No tuvimos tiempo de pensar, pues un enorme sofá se liberó de la base que lo sostenía y se deslizó hasta la esquina opuesta, echando abajo la pared y estrellándose contra el fondo del pasillo. Ahora nos precipitábamos todavía a mayor velocidad, persistía el brillo rojo y por las ventanas sólo era posible ver burbujas. Algo pesado rodó hasta aterrizar sobre mis piernas, mientras que más y más muebles volaban sobre nuestras cabezas y se hacían añicos al caer en el extremo de la proa.
La cubierta se estremeció. Se produjo a continuación un nuevo y tremendo estallido y el suelo se dobló hacia arriba unos pocos metros mientras que una cosa metálica atravesaba tablones y alfombras como si no existiesen.
Sonaron entonces espantosos golpes por encima de nosotros y hacia la derecha, y algo inmenso la cola de la manta, desprendida y cayendo frente a nosotros, atravesó la ventana. Me invadió una sensación de terror cuando imaginé la posibilidad de que la manta quedara del revés y todos los objetos que habían caído ante nuestros ojos volviesen a hacerlo, pero ahora sobre nuestros cuerpos.
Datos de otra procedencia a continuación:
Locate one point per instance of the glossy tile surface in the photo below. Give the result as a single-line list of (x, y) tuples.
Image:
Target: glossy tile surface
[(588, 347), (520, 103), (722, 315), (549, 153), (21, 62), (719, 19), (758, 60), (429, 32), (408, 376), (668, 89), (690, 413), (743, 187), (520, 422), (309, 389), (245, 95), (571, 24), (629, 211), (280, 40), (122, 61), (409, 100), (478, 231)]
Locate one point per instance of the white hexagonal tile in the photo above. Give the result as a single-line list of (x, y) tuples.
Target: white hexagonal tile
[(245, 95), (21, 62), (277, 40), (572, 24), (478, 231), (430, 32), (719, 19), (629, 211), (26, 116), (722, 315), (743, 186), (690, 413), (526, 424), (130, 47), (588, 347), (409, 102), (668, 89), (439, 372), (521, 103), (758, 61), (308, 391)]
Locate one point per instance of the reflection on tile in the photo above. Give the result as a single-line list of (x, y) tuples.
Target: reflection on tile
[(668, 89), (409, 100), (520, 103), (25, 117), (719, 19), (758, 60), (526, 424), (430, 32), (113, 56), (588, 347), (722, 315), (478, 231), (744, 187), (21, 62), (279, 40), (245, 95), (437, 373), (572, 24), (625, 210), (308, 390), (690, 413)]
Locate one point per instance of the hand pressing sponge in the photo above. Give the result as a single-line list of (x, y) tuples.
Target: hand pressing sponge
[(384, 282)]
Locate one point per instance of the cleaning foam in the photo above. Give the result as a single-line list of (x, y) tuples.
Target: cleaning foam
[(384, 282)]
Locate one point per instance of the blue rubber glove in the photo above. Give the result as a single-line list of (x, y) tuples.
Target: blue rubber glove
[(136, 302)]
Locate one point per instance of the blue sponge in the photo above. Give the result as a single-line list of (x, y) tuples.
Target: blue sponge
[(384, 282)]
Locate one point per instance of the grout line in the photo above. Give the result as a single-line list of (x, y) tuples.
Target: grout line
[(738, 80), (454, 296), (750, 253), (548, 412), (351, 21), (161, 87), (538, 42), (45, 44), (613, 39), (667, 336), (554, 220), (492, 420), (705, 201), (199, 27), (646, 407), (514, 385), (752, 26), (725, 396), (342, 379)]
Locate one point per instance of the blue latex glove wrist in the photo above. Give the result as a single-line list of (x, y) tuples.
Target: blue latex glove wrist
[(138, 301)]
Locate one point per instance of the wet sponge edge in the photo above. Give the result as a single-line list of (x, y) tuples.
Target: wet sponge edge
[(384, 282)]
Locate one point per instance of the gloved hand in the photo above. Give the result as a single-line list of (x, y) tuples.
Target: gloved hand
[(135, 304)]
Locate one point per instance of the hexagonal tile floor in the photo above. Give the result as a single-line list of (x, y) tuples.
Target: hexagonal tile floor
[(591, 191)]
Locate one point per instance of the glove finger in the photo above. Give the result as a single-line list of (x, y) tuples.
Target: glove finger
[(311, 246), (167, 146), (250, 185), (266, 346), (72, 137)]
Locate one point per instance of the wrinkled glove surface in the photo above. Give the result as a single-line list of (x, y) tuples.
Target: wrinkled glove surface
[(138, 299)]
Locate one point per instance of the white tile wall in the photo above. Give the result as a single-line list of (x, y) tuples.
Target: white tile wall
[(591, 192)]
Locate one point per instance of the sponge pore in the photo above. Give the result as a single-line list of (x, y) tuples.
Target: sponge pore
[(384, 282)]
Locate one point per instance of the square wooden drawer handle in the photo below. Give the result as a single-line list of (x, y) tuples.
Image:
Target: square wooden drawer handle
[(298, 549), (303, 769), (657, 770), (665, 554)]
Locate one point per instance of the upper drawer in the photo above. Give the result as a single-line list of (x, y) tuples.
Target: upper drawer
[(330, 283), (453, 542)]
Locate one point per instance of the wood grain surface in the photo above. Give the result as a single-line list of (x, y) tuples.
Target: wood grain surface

Más ruidos, más estallidos. Era insoportable el estruendo de todos los equipos que, aunque estaban asegurados al suelo, se habían desprendido de sus bases y volaban por las cubiertas golpeando pared tras pared hasta caer en la sentina de la popa. Cambié levemente de posición y sentí otro agudo dolor, como si hubiese algo clavado en mi abdomen. Todavía cubría el cuerpo de Ravenna con el mío, intentando formar una especie de escudo que la protegiese de los objetos más pesados que iban de aquí para allá. Seguía suplicando que la mesa resistiese en su sitio, que el sillón bajo el que estaba Palatina siguiese donde estaba. Las llamas se iban apagando, pero pude ver más fuego bastante por debajo de nosotros, brillando a través de puertas y paredes hechas añicos. El olor acre del humo de madera quemada dominaba el aire, mezclándose con el de los vinos que empapaban las alfombras a milímetros de nuestros rostros. La manta se movía ahora con más lentitud. Para entonces ya casi no me importaba saber qué había ocurrido. Sólo deseaba que el dolor acabase como fuera. La cubierta volvió a ladearse y todos los objetos sueltos cayeron sobre la parte superior de la mesa. Contuve la respiración esperando a que la inclinación volviese a cambiar y los restos fueran lanzados otra vez hacia el extremo delantero de la nave.